Geometric Analysis

Geometric estimators calculate the "Intrinsic Dimension" (ID) based on distances between points, rather than variance of global projections. This is crucial for manifolds that are non-linear (e.g., a Swiss Roll).

The Swiss Roll Problem

A "Swiss Roll" is a 2D plane rolled up in 3D.

PCA will see it as 3D (because variance exists in x, y, z).
Geometric ID should see it as 2D (locally, it's a plane).

import numpy as np
import effdim
from sklearn.datasets import make_swiss_roll

# Generate Swiss Roll
X, _ = make_swiss_roll(n_samples=2000, noise=0.01)

# Compute dimensionalities
results = effdim.compute_dim(X)

# PCA
pca_dim = results['pca_explained_variance_95']
print(f"Global PCA Dimension: {pca_dim}")
# Likely 3, because the roll occupies 3D volume globally.

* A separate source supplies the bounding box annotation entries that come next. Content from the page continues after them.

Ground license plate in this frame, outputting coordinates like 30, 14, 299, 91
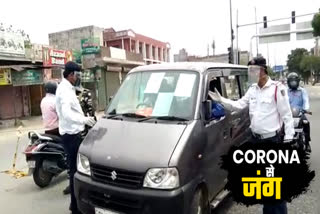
28, 161, 36, 168
95, 207, 120, 214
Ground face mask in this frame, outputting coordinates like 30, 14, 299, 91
248, 65, 261, 85
289, 80, 298, 88
74, 72, 81, 88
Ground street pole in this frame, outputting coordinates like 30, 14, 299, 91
254, 7, 259, 56
237, 9, 241, 65
229, 0, 234, 63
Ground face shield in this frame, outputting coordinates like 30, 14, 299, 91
248, 65, 261, 85
288, 80, 299, 89
74, 71, 81, 88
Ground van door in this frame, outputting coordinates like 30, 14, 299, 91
224, 75, 250, 145
202, 73, 230, 199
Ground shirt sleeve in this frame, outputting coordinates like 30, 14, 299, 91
277, 85, 294, 139
60, 93, 85, 125
302, 88, 310, 111
221, 88, 252, 109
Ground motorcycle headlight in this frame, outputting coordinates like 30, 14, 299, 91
143, 168, 180, 189
77, 153, 91, 176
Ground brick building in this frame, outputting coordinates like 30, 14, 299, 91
103, 28, 170, 64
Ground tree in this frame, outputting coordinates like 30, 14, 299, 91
300, 55, 320, 83
311, 13, 320, 37
287, 48, 308, 76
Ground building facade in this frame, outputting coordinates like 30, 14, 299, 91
103, 28, 170, 64
49, 25, 104, 51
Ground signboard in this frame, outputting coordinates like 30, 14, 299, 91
272, 65, 284, 73
0, 68, 12, 85
12, 70, 43, 86
110, 47, 126, 59
72, 50, 82, 64
0, 28, 25, 56
81, 69, 95, 82
42, 47, 72, 66
81, 37, 100, 54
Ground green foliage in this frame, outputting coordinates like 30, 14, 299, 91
287, 48, 308, 75
300, 56, 320, 73
311, 13, 320, 37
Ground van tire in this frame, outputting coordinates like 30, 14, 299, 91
33, 160, 53, 188
190, 189, 210, 214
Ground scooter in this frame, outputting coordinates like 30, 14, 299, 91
24, 89, 96, 188
291, 107, 312, 151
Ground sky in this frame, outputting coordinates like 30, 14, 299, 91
0, 0, 320, 65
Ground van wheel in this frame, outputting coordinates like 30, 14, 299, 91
190, 189, 210, 214
33, 160, 53, 188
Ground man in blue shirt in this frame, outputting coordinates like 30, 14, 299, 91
287, 72, 311, 152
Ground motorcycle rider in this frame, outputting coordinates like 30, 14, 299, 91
40, 80, 59, 136
287, 72, 311, 152
56, 62, 95, 214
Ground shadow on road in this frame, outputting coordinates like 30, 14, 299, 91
9, 172, 68, 194
211, 196, 234, 214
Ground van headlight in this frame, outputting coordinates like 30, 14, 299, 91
77, 153, 91, 176
143, 168, 179, 189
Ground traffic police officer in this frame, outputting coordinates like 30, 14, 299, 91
211, 57, 294, 214
287, 72, 311, 152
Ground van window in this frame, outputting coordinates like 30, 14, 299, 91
107, 70, 199, 119
209, 77, 222, 94
239, 75, 250, 95
224, 76, 240, 100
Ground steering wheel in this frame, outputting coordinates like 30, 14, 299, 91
136, 103, 151, 109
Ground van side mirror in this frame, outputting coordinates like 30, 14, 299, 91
109, 96, 113, 103
204, 100, 212, 120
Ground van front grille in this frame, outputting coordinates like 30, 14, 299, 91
90, 164, 144, 189
89, 191, 142, 213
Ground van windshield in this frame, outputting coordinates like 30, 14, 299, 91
107, 70, 199, 120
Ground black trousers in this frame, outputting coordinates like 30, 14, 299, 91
302, 114, 311, 143
62, 134, 82, 213
252, 135, 288, 214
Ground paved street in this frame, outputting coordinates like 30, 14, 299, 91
0, 86, 320, 214
213, 86, 320, 214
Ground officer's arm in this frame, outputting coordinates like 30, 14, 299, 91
302, 88, 310, 111
221, 88, 252, 109
277, 85, 294, 139
60, 94, 85, 125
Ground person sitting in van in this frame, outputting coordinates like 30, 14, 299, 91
211, 101, 225, 120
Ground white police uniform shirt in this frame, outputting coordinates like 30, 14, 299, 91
56, 78, 85, 135
222, 78, 294, 139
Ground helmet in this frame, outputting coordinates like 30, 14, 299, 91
44, 80, 57, 94
287, 72, 300, 90
291, 107, 300, 117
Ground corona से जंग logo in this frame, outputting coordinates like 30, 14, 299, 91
221, 143, 315, 205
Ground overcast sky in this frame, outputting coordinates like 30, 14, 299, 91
0, 0, 320, 65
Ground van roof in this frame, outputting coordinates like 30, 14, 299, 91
130, 62, 248, 73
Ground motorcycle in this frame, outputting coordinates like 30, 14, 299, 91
24, 89, 96, 188
291, 107, 312, 151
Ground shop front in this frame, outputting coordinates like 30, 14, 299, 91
0, 67, 43, 120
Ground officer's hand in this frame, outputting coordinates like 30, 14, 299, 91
283, 139, 293, 143
84, 117, 96, 127
209, 88, 222, 103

# kNN Intrinsic Dimension (MLE)
knn_dim = results['mle_dimensionality']
print(f"kNN Intrinsic Dimension: {knn_dim:.2f}")
# Should be close to 2.0

# Two-NN
twonn_dim = results['two_nn_dimensionality']
print(f"Two-NN Intrinsic Dimension: {twonn_dim:.2f}")
# Should be close to 2.0

When to use Geometric Estimators?

Non-linear manifolds: Image datasets (digits, faces) often lie on low-dimensional non-linear manifolds.
Manifold Learning: Checking if your autoencoder latent space has matched the intrinsic dimension of the data.
Local Analysis: Using pure geometry approaches can capture local variability better.

Limitations

Computational Cost: Requires computing nearest neighbors, which can be slow for large \(N\). effdim utilizes the highly efficient CFaiss implementation under the hood to speed this up.
Curse of Dimensionality: In extremely high dimensions, distance concentration can make geometric estimation unstable.